Went to a talk last night by W.J.T. Mitchell. In many ways, it just seemed to be a restatement of the same old problem: how do we reconcile the universal and the particular? I came away completely unsatisfied that this tangent really cast any light on the issue at all.

Mitchell built his talk around John Rawls original position, that of judgment through the “veil of ignorance.” Simply stated, in the liberal approach to morality we must base all moral judgments on abstractions rather than specific concerns. Law should reside outside the traditional communitarian patriarch/matriarch and rely on an imagined ignorance of the particular facts of real people living in the real world. We can only project our symbolic abstractions on a veil of ignorance. Mitchell noted that this approach seems to work within the boundary conditions of specific nations, but not as a global strategy. This, I would assume, fuels his reasoned designation of “beyond the veil of ignorance” as subtitle.

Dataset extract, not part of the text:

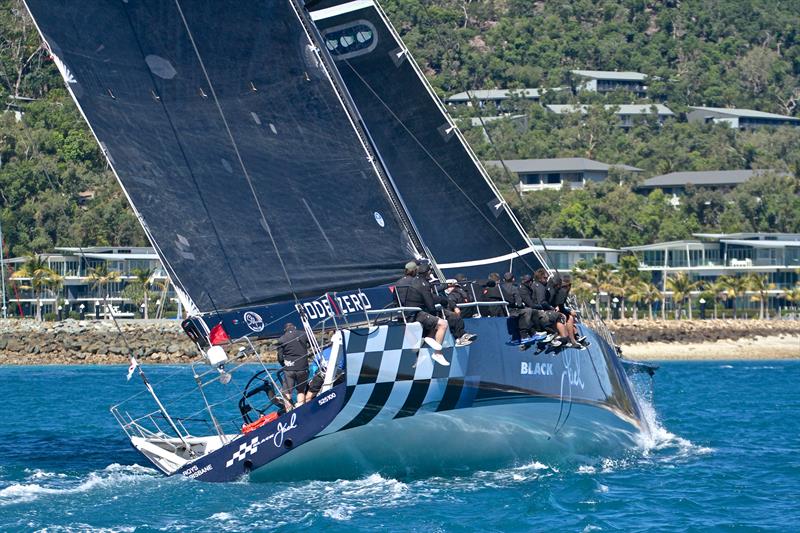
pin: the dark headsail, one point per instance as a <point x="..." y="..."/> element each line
<point x="458" y="212"/>
<point x="231" y="144"/>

The set-up was pretty basic. One of the preconditions of Judeo-Christian law has been the prohibition of images (second commandment). Restrictions on images have been generally unsuccessful; restriction on the movement of peoples has been more successful—borders with checkpoints and immigration laws resulting in the “de-legalization” of people in specific territories. The ties between image politics and border politics was tenuous throughout the talk. The talk was probative and to my ears inconclusive. In the discussion afterward, Mitchell seemed to imply that the abstract and the specific can be held in suspension and that the veil can be upheld as a path to justice.

I was reminded of William Blake’s usage of “veil” in most of his writings. It seems odd that Mitchell, who began as a Blake scholar, was completely comfortable with Rawls’s use of the term. For Blake, the “veil” was generally held to be metaphorically equivalent to the hymen. Once rent, once you see behind the veil, it is impossible for “innocence” or virginity to grow back.